Unioni civili: fallimento clamoroso. Solo lo 0,2% della popolazione vi ha fatto ricorso. In FVG la media è dell'1,8%

Non era una legge perfetta la "Cirinnà". Lo si sapeva. Tante le lacune, tanti i compromessi al ribasso in un Paese bigotto come il nostro, però, è stata una conquista importante. Ma l'applicazione della Legge è fallimentare. Clamorosi i dati comunicati dall'Istat. "Al 1° gennaio 2018 i cittadini residenti che hanno costituito un’unione civile in Italia o che hanno trascritto un legame precedentemente contratto all’estero ammontano a circa 13,3 mila unità, lo 0,02% di tutta la popolazione residente Inoltre, le persone che risultano non più in unione civile a seguito dello scioglimento dell’unione o del decesso del partner sono ancora un numero molto contenuto (rispettivamente meno di 50 e meno di 150 unità)"

Numeri sconcertanti. 
In Italia a partire da luglio 2016 e fino al 31 dicembre 2017, rende noto l'ISTAT, "sono state costituite 6.712 unioni civili (2.336 nel secondo semestre 2016 e 4.376 nel corso del 2017). Le unioni civili, costituite presso gli Uffici di Stato civile dei comuni italiani nel primo anno e mezzo di applicazione della norma, hanno riguardato prevalentemente coppie di uomini (1.720 unioni nel 2016 e 2.962 nel 2017, pari rispettivamente al 73,6% e al 67,7% del totale), mentre le unioni civili costituite tra coppie di donne sono state pari a 616 nel 2016 e 1.414 nel 2017 (sul totale rispettivamente 26,4% e 32,3%).
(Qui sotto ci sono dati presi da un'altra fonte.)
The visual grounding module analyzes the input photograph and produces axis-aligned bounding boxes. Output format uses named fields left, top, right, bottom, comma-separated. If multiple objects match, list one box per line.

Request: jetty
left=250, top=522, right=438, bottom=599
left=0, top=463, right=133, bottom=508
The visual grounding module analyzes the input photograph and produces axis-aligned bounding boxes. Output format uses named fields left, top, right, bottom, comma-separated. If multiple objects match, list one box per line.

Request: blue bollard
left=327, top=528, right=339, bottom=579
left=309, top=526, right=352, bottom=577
Nel corso del primo anno e mezzo di applicazione della legge, quasi il 60% delle unioni civili è stato costituito nelle regioni del Nord (il 38,8% nel Nord-ovest e il 21,1% nel Nord-est), più di un quinto del totale nazionale nel Centro (28,1%), mentre solo il 12,0% nelle regioni del Mezzogiorno. Nel periodo considerato, il 70% delle unioni civili si è concentrato in cinque regioni, con la quota più elevata in Lombardia (24,9% del totale nazionale), seguita da Lazio (15,5%), Piemonte, Toscana ed Emilia-Romagna (le prime due regioni con il 10,0% e la terza con il 9,7%), la geografia è pressoché invariata anche nel periodo successivo."
Il FVG è poco sotto il 2%, sopra la media nazionale, ma in totale si parla di un centinaio di unioni civili realizzate. 

Questi sono i dati, questa la realtà. Qualche interrogativo qualcuno se lo dovrà porre. Evidentemente la legge non funziona senza dimenticare l'enorme problema culturale che esiste nel Paese, dove l'omofobia ed il razzismo in tal senso sono un problema enorme.